Las ansias de vivir, de volver a ser dueño de mis pasos, no los precipitaron, de forma extraña la velocidad por los paseos prohibidos me dieron serenidad.
Disfrutaba del entorno de una manera hermosa y real, en un tiempo presente que no se detenía, y que jugaba con los colores de una mañana tan clara como otra.
Los pasos me llevaron por un camino enamorado, que, al acabar, me hicieron girar a la derecha, hacia Puerto Sherry. Conforme avanzaba, con una marea baja que dejaba al descubierto las frescas rocallas, me dejé enamorar por los pinos, que, a mi espalda, escoltaban mi camino.
Un paisaje sin precio de enorme valor. El agua, tranquila, daba aun mayor serenidad a cada zancada, hinchando mis pulmones de una vitalidad que no me era desconocida. Todo lo que me rodeaba hacia olvidar al calor, que, arrancándome gotas de un salino sudor, me invitaba a buscar refugio entre la frondosidad de los pinos. Pero, sin embargo, un mar silencioso y claro me atrapaba no dejando que de él me apartase.
Mi mente limpia se olvidó casi por completo de todo lo que no merecía ser recordado, alejó pensamientos que me dieran negación y olvido, empatizando incluso conmigo mismo, me dejé llevar por un Puerto que invitaba a recorrer y recorrer kilómetros de costa, desde una Puntilla a un Almirante podía ocupar toda mi mañana, y el mar, que se retiró para abrirme sus puertas, me dejó una orilla amplia y despejada en donde el mismo cielo me envolvió en una agradable brisa que empujaba mis pasos y pensamientos.

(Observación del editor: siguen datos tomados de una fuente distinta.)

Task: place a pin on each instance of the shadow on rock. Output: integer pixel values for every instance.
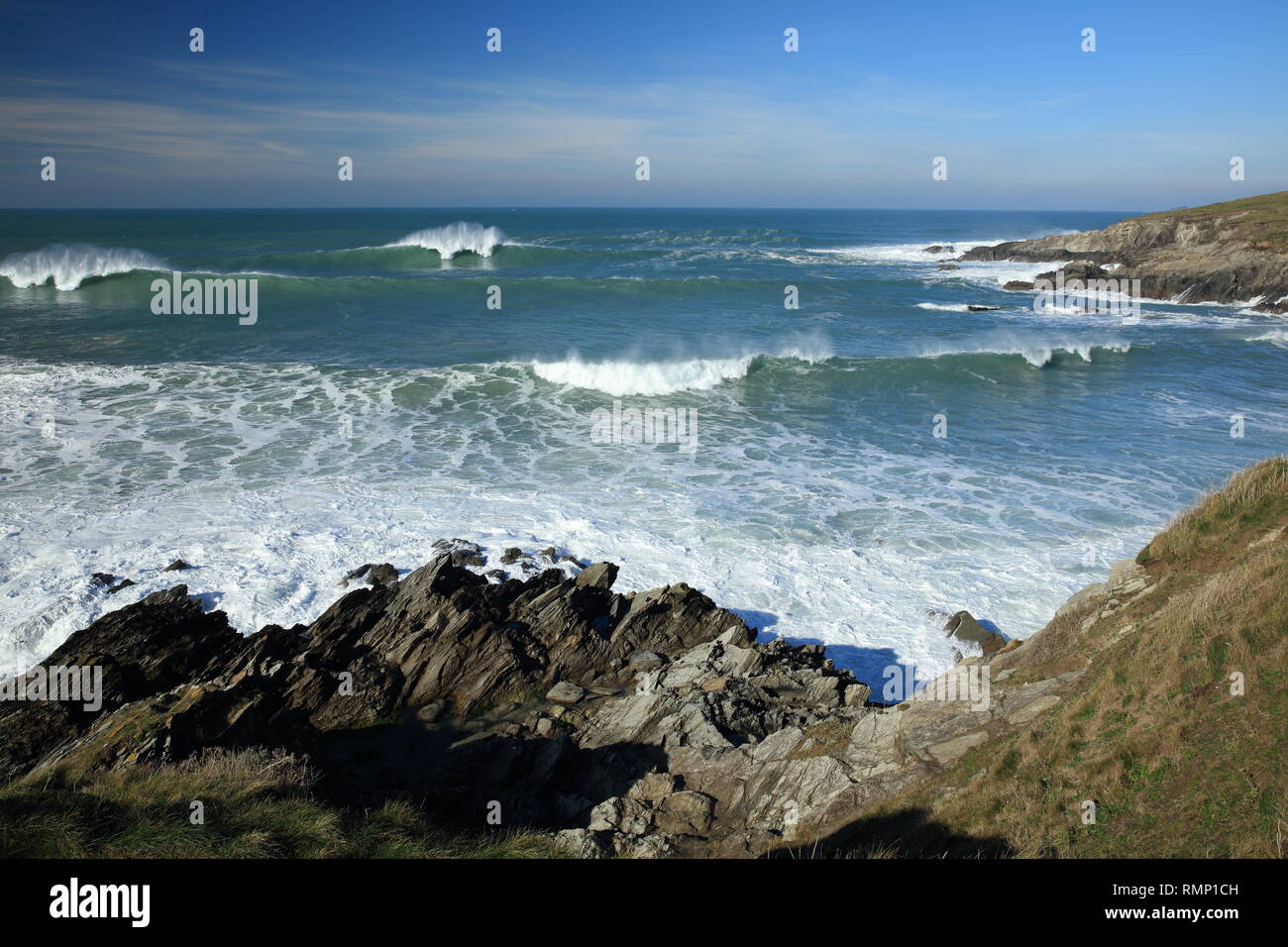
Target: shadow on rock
(905, 834)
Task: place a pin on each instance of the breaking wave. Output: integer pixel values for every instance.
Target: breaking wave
(623, 377)
(455, 239)
(68, 265)
(1035, 352)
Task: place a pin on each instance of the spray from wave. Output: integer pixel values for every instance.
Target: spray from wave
(455, 239)
(1275, 337)
(1035, 352)
(622, 377)
(68, 265)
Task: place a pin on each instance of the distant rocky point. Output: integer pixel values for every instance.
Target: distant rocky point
(1223, 253)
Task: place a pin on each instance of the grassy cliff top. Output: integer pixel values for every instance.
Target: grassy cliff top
(1263, 218)
(1176, 731)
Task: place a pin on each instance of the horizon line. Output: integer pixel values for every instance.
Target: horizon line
(609, 206)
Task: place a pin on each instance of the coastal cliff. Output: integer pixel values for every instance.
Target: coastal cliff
(439, 714)
(1222, 253)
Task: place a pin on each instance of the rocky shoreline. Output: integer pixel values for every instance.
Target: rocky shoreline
(1225, 253)
(642, 724)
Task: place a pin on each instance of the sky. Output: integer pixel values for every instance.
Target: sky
(725, 115)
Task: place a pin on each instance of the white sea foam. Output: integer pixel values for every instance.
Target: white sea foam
(455, 239)
(69, 264)
(1275, 337)
(1035, 351)
(944, 307)
(622, 377)
(245, 471)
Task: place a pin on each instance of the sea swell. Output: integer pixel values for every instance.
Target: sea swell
(67, 265)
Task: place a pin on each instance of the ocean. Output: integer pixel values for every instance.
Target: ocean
(850, 470)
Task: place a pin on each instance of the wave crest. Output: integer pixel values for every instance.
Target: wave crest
(1035, 352)
(455, 239)
(622, 377)
(69, 264)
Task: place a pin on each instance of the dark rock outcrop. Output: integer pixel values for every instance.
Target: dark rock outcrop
(1218, 254)
(648, 723)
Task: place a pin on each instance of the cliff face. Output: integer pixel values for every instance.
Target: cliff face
(655, 723)
(1171, 742)
(1223, 253)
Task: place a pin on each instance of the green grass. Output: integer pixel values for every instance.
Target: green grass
(1175, 763)
(1265, 217)
(257, 805)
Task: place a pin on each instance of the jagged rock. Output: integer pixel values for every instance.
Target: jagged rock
(601, 575)
(384, 574)
(964, 628)
(653, 788)
(713, 749)
(684, 813)
(565, 692)
(857, 694)
(645, 661)
(1201, 254)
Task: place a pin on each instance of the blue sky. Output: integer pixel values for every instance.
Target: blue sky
(726, 118)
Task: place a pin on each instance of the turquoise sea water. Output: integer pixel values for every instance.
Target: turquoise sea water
(377, 403)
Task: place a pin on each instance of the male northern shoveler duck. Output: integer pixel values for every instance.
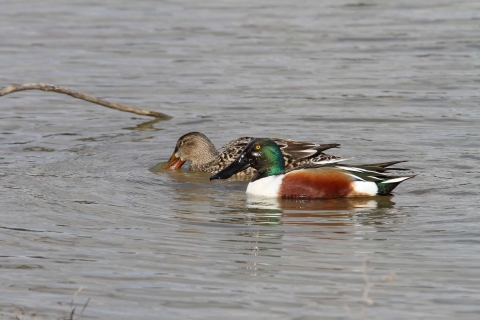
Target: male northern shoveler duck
(198, 149)
(310, 182)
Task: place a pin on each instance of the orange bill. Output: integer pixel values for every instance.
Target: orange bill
(174, 163)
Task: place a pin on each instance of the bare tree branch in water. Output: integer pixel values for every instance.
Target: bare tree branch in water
(48, 87)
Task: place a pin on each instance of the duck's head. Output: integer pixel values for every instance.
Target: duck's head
(262, 154)
(194, 147)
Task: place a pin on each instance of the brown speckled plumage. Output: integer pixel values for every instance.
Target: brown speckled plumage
(204, 157)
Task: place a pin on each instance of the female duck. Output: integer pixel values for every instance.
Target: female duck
(309, 181)
(204, 157)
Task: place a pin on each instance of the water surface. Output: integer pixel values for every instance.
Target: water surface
(80, 207)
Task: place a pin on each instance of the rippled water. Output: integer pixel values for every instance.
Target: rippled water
(80, 207)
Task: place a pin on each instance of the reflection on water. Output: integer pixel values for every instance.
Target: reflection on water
(79, 208)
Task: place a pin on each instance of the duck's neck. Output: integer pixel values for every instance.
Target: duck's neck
(272, 165)
(206, 153)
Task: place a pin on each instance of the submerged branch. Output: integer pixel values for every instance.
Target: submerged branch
(48, 87)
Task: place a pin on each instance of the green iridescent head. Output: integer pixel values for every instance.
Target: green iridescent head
(261, 154)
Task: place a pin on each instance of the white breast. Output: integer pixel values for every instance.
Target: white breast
(364, 188)
(266, 187)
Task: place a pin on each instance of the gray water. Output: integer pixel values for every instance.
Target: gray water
(395, 80)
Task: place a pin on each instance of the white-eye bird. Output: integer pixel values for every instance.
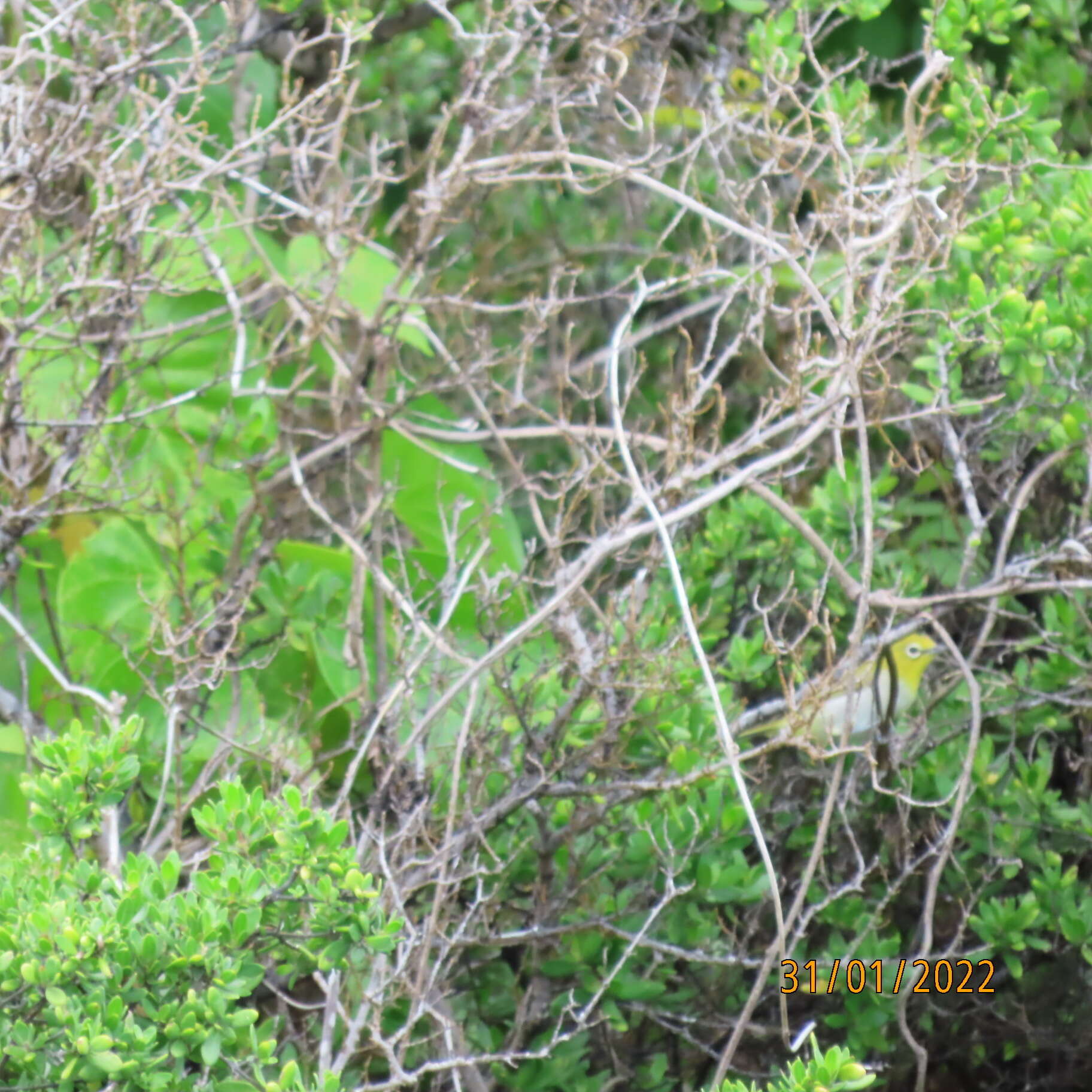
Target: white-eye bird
(821, 715)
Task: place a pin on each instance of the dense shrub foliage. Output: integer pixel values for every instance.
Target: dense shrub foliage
(427, 436)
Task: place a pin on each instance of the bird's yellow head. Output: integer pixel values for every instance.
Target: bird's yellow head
(912, 656)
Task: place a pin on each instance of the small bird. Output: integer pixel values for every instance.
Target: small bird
(821, 715)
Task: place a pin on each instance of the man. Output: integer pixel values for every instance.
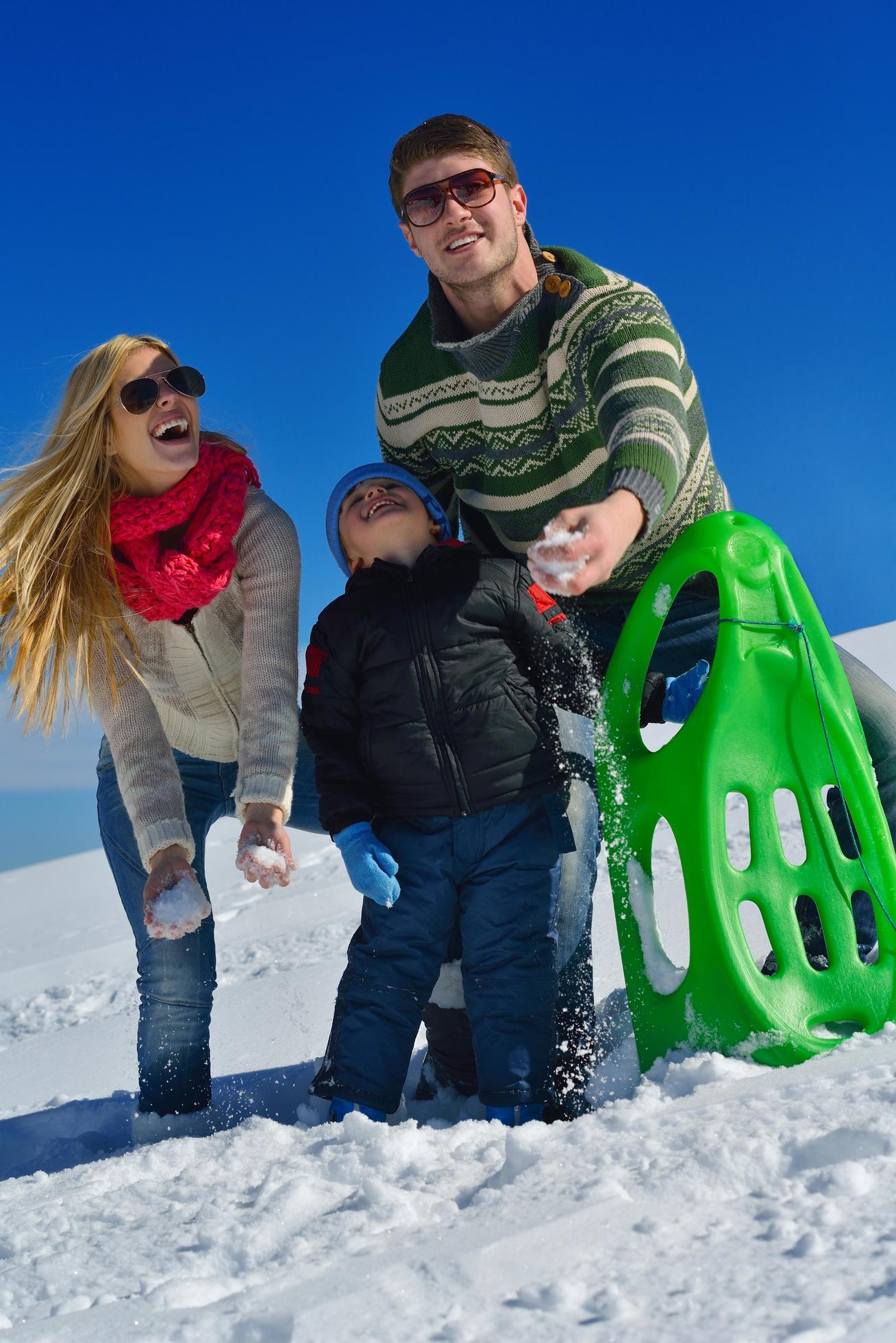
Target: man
(535, 391)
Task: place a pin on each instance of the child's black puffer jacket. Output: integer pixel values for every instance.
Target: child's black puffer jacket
(429, 691)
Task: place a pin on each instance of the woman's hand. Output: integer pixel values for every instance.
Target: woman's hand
(173, 902)
(264, 850)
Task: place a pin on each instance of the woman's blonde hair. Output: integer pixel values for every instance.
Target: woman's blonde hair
(61, 610)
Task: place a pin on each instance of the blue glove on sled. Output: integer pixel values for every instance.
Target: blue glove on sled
(371, 868)
(683, 692)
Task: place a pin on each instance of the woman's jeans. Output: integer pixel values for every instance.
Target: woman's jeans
(176, 978)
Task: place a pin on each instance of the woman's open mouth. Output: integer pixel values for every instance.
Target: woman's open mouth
(173, 430)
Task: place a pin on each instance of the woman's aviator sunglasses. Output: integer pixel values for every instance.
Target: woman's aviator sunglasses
(425, 204)
(141, 395)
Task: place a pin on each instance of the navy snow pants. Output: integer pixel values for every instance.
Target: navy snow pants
(497, 872)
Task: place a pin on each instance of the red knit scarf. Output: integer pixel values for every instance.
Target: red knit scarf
(160, 582)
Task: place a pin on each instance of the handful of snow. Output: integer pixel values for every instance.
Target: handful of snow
(553, 575)
(262, 860)
(177, 911)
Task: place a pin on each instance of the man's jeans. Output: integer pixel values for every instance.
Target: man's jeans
(689, 634)
(176, 979)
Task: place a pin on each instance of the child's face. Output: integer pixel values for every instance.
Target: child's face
(384, 520)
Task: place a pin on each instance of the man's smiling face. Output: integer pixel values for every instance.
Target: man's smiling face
(380, 519)
(465, 247)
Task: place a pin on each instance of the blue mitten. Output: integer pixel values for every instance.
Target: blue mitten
(371, 868)
(683, 692)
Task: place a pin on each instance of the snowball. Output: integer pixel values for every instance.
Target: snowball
(552, 574)
(179, 909)
(258, 860)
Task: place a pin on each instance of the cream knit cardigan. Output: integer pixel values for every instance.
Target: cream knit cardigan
(225, 692)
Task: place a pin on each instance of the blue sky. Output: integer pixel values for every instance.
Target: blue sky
(216, 176)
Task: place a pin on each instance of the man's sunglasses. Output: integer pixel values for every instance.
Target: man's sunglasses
(141, 395)
(425, 204)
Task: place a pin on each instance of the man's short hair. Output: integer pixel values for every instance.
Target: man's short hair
(448, 134)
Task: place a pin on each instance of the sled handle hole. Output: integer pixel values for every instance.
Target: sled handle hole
(757, 937)
(791, 828)
(738, 832)
(812, 933)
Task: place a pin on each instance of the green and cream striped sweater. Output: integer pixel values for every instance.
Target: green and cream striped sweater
(582, 390)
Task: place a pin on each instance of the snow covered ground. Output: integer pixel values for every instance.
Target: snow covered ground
(711, 1198)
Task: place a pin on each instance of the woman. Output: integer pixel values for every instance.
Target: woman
(142, 567)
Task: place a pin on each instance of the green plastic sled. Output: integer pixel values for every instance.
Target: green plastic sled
(756, 730)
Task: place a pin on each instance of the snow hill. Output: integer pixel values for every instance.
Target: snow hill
(711, 1198)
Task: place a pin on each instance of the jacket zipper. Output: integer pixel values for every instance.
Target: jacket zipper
(221, 695)
(434, 708)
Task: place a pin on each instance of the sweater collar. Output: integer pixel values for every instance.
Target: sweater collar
(489, 354)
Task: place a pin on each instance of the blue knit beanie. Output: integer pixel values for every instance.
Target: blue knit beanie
(386, 471)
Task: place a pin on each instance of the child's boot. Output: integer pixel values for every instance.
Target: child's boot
(339, 1108)
(514, 1115)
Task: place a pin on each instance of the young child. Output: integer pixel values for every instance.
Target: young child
(429, 708)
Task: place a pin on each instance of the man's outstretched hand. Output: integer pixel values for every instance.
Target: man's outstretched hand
(264, 849)
(581, 547)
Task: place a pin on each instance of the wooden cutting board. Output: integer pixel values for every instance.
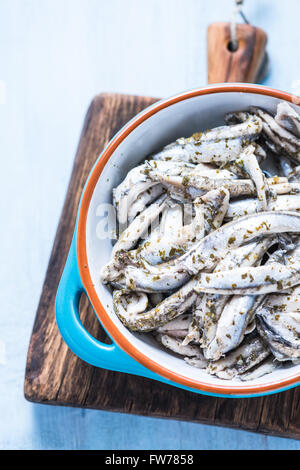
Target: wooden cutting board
(54, 375)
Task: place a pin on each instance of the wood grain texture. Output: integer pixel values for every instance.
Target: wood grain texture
(54, 375)
(242, 65)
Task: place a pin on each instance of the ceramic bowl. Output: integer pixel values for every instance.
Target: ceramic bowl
(158, 125)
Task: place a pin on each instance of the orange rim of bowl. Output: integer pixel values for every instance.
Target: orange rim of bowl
(103, 316)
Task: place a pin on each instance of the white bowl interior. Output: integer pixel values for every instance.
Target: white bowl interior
(180, 119)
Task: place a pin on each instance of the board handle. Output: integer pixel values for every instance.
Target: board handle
(225, 64)
(79, 340)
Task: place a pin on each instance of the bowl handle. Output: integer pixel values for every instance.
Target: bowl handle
(79, 340)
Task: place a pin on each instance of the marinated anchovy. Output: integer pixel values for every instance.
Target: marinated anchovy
(248, 161)
(239, 208)
(266, 367)
(250, 353)
(140, 224)
(209, 251)
(207, 259)
(219, 145)
(170, 308)
(177, 328)
(209, 309)
(287, 117)
(175, 345)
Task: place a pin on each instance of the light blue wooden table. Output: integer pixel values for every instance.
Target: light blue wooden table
(55, 56)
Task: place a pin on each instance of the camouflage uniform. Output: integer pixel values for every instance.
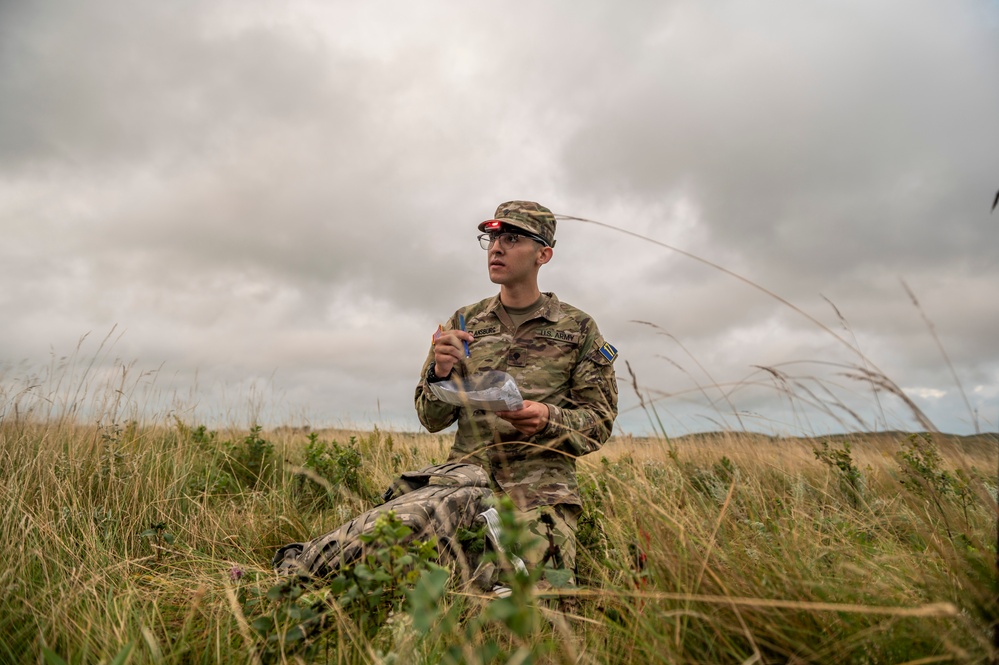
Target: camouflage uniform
(558, 358)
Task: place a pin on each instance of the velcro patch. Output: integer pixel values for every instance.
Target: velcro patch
(559, 335)
(482, 332)
(608, 352)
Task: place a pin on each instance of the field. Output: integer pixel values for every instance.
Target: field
(151, 543)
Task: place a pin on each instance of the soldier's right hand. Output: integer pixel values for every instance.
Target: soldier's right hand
(449, 350)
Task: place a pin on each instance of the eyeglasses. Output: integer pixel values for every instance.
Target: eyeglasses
(508, 240)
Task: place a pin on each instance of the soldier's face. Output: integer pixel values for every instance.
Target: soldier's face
(515, 264)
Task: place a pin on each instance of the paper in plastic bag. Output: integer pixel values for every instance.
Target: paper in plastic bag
(492, 390)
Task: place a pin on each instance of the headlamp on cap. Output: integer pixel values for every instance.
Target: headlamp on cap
(495, 227)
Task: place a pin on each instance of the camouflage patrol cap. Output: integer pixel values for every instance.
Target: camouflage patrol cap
(528, 216)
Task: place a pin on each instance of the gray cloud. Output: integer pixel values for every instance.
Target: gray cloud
(286, 197)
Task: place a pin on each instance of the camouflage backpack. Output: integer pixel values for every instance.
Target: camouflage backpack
(433, 502)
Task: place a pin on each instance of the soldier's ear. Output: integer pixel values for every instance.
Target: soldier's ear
(544, 256)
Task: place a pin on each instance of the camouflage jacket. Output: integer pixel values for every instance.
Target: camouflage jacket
(558, 358)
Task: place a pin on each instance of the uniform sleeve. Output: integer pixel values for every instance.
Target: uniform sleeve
(434, 414)
(587, 419)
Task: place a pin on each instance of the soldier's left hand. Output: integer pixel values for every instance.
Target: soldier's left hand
(529, 420)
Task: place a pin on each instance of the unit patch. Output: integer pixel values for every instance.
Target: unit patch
(560, 335)
(608, 351)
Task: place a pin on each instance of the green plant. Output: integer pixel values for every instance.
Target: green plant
(157, 534)
(290, 617)
(922, 473)
(840, 460)
(334, 471)
(252, 463)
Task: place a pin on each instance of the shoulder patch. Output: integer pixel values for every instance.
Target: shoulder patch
(608, 352)
(560, 335)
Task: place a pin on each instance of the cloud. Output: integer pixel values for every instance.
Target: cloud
(286, 196)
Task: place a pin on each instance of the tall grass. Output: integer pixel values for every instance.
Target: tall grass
(131, 536)
(143, 541)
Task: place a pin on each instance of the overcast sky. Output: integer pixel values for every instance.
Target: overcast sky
(270, 206)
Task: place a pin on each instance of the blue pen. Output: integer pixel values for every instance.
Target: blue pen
(461, 324)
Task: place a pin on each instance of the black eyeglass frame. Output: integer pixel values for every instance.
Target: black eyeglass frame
(494, 235)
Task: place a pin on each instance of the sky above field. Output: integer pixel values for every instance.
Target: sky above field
(266, 208)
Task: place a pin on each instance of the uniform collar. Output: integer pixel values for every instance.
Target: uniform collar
(552, 310)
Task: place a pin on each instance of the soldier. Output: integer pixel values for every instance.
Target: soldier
(563, 368)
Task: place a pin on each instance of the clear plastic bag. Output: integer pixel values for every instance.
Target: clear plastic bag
(492, 390)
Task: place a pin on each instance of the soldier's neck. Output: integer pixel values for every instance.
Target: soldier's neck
(519, 295)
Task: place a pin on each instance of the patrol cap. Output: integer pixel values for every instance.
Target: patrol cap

Como ningún otro día, y casi ridículamente emocionado, agradecí vivir donde vivía, porque comprendí que la única forma de pasar por este mundo, lleno de problemas, éxitos, rencores absurdos, grandes alegrías, enfrenamientos ridículos y mucho amor, era comprender que podemos ser felices dejándonos abrazar por un rincón donde nuestros sentidos se pierdan por unos instantes.